Benchmarking Against R bnlearn

py-scm has been benchmarked against the Gaussian inference available in R bnlearn. The comparison uses two non-trivial Gaussian networks, one simple backdoor model and one mediated probe model, and it evaluates associational, interventional, and counterfactual queries on both.

The py-scm side of the timing harness uses pandas=False so that the runtime comparison reflects the NumPy inference engine rather than pandas materialization overhead.
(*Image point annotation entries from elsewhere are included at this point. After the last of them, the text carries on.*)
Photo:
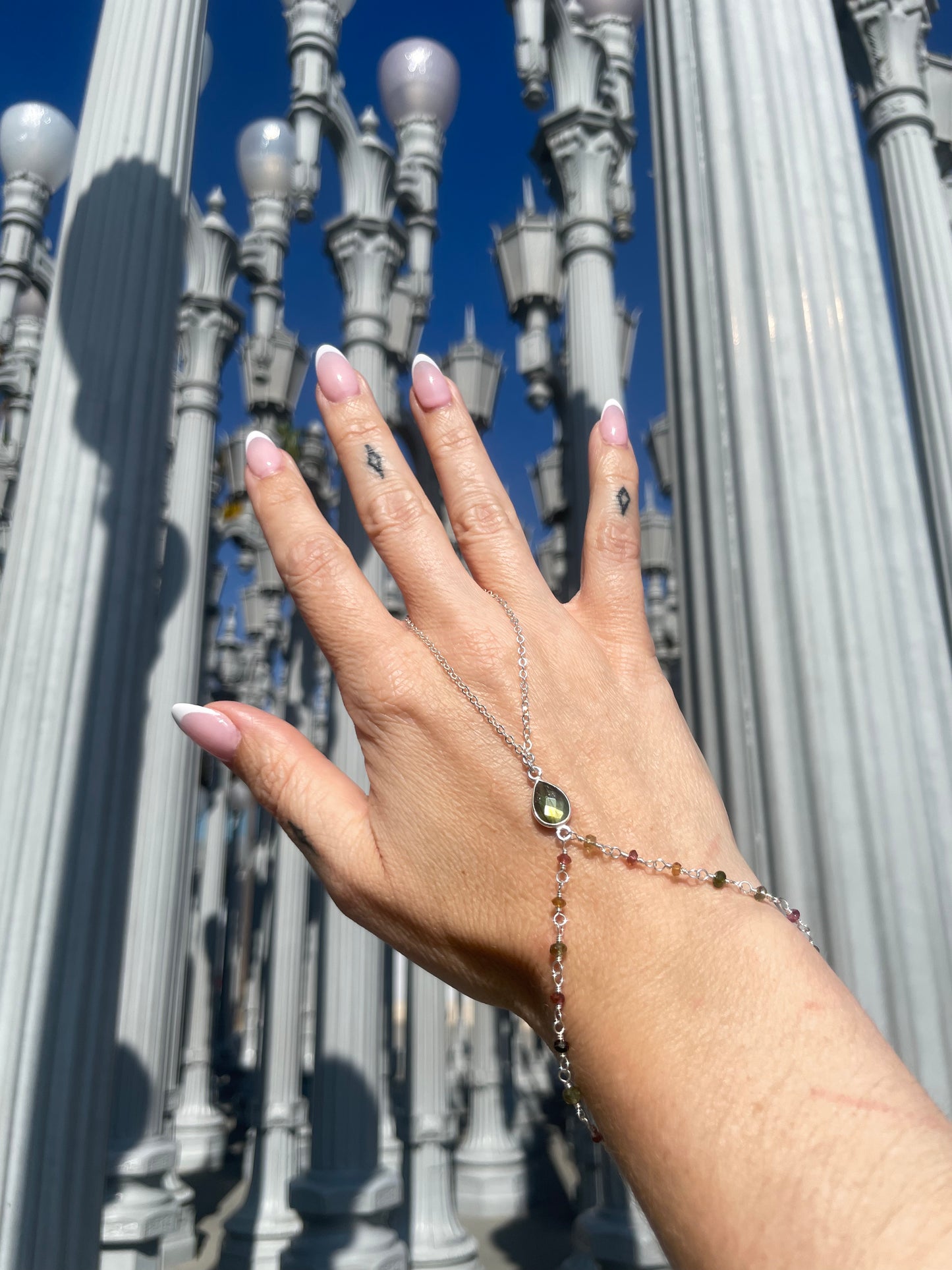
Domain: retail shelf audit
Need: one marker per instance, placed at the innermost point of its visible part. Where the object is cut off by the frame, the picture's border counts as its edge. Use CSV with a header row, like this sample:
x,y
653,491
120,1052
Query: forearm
x,y
750,1101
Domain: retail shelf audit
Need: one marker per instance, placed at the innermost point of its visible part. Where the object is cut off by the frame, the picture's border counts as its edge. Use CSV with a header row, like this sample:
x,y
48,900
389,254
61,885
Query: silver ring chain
x,y
523,751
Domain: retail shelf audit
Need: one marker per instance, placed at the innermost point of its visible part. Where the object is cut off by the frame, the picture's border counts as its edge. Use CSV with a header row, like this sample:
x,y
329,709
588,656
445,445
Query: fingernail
x,y
335,375
262,455
430,384
208,730
612,424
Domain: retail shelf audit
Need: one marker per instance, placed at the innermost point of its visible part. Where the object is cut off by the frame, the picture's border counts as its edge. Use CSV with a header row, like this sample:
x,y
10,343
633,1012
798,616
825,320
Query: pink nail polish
x,y
335,375
612,426
262,455
430,384
208,730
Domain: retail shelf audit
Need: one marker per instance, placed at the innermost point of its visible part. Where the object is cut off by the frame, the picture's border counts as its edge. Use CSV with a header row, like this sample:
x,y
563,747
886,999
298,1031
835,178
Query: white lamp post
x,y
37,144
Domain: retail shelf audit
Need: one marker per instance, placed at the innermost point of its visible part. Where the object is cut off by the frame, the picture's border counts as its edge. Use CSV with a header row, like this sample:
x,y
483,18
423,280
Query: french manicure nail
x,y
612,426
262,455
335,375
430,384
208,730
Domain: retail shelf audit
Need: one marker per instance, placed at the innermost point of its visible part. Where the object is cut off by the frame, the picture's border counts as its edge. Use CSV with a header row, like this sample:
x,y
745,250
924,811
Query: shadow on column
x,y
125,371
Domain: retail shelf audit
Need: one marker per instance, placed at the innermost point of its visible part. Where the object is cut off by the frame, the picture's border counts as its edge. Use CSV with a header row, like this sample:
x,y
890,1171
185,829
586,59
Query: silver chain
x,y
523,751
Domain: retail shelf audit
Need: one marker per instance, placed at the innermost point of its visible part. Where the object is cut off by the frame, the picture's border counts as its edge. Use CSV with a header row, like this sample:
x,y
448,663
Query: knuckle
x,y
278,779
453,440
480,517
619,541
391,508
357,428
397,687
312,556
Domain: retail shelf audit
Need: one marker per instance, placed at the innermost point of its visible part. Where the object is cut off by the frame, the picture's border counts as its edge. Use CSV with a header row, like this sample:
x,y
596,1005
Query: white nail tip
x,y
323,349
183,708
249,438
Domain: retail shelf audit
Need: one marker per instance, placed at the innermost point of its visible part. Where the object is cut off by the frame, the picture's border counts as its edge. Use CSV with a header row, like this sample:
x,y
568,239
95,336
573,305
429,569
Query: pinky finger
x,y
320,808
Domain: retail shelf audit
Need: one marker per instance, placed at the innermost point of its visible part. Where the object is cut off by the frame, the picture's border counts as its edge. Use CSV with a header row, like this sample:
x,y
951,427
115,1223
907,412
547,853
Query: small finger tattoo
x,y
300,837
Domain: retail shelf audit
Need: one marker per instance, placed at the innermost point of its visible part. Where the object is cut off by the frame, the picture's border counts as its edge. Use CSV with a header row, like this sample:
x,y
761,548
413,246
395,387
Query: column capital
x,y
886,56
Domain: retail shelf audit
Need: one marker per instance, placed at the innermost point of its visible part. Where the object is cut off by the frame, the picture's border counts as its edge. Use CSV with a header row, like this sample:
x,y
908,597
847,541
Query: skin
x,y
754,1109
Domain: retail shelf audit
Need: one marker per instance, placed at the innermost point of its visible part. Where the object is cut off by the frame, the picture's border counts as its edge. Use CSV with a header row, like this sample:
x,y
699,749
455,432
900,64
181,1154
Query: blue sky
x,y
486,158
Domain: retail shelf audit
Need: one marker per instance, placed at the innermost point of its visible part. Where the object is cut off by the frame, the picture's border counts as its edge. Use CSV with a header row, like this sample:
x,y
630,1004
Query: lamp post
x,y
37,144
349,1188
939,89
490,1164
201,1126
586,50
18,376
883,42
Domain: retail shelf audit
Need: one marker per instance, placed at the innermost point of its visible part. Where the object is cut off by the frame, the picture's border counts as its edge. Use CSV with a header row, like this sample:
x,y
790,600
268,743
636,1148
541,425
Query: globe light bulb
x,y
38,140
266,158
419,78
30,304
631,9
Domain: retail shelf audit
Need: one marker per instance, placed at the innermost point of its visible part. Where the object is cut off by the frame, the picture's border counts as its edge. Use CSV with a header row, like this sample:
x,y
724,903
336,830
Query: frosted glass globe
x,y
419,78
631,9
40,140
266,158
30,304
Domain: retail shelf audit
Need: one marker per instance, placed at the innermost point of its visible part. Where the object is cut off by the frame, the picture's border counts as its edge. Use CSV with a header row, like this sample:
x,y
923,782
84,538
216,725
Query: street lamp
x,y
37,144
476,371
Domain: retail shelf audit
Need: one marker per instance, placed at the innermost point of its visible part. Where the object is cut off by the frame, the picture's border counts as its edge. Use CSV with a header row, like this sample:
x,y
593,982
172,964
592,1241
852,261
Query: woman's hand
x,y
442,856
750,1103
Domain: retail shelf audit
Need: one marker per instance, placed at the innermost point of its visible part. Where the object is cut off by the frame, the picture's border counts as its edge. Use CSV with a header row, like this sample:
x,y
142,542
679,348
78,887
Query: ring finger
x,y
397,515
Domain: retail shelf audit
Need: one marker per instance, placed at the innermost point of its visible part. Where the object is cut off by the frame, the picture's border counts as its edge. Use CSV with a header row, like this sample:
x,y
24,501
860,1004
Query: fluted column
x,y
435,1238
816,664
885,46
586,153
490,1165
201,1127
79,619
348,1190
156,916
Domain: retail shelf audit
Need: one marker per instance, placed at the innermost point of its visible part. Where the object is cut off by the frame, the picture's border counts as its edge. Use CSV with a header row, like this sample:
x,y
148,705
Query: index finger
x,y
339,605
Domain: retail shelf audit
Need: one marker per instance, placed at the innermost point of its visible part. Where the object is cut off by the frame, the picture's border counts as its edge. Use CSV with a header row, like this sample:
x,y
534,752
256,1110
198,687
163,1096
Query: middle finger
x,y
395,512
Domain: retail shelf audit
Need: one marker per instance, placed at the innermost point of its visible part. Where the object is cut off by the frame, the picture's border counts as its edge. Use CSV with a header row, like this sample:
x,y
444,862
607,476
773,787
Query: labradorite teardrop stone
x,y
550,805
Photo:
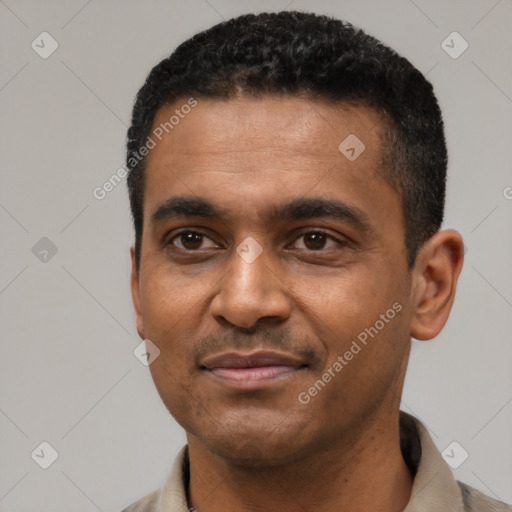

The benchmark records both hot timings, where the same query is repeated on an already-built model, and cold timings, where a fresh model is built before each query.

The figures below reflect the benchmark suite as rerun on 2026-03-28.

The accuracy comparison is exact on the benchmark suite. The worst absolute difference stayed at machine-precision scale for every query type.

Accuracy Against R bnlearn

Query type

Worst absolute difference

Result

Associational

7.21645e-15

Exact

Interventional

3.55271e-15

Exact

Counterfactual

1.33227e-15

Exact

The hot timings show the steady-state cost of repeated inference after model construction and cache setup. On this benchmark suite, py-scm remains at least one order of magnitude faster than bnlearn on every query family, exceeds two orders of magnitude on the interventional and counterfactual queries, and stays above 20x faster even on the slowest associational case.

Hot Runtime Comparison

Query type

py-scm avg ms across benchmark cases

bnlearn avg ms across benchmark cases

py-scm speedup over bnlearn

Associational

0.000959 to 0.002982

0.057 to 0.062

20.1x to 59.4x

Interventional

0.000860 to 0.000951

0.200 to 0.300

210.3x to 341.7x

Counterfactual

0.004831 to 0.005795

1.400 to 2.600

257.6x to 448.7x

The cold timings include model construction and first-query setup. That is a stricter measure because it removes most of the benefit of repeated-query caching. Even under that condition, py-scm remains faster than bnlearn on every benchmarked query family and is now back near the earlier pre-regression cold-start numbers after the constructor-path fixes.

Cold Runtime Comparison

Query type

py-scm avg ms across benchmark cases

bnlearn avg ms across benchmark cases

py-scm speedup over bnlearn

Associational

0.120674 to 0.129090

0.717 to 1.081

5.74x to 8.55x

Interventional

0.163683 to 0.224653

0.750 to 1.050

4.45x to 4.70x

Counterfactual

0.184865 to 0.243760

2.100 to 3.200

11.3x to 13.3x

These results should be read as benchmark-suite results rather than universal guarantees. They show that the current py-scm implementation still matches R bnlearn on the tested Gaussian queries while delivering materially lower runtimes on the same workload in both steady-state and cold-start conditions.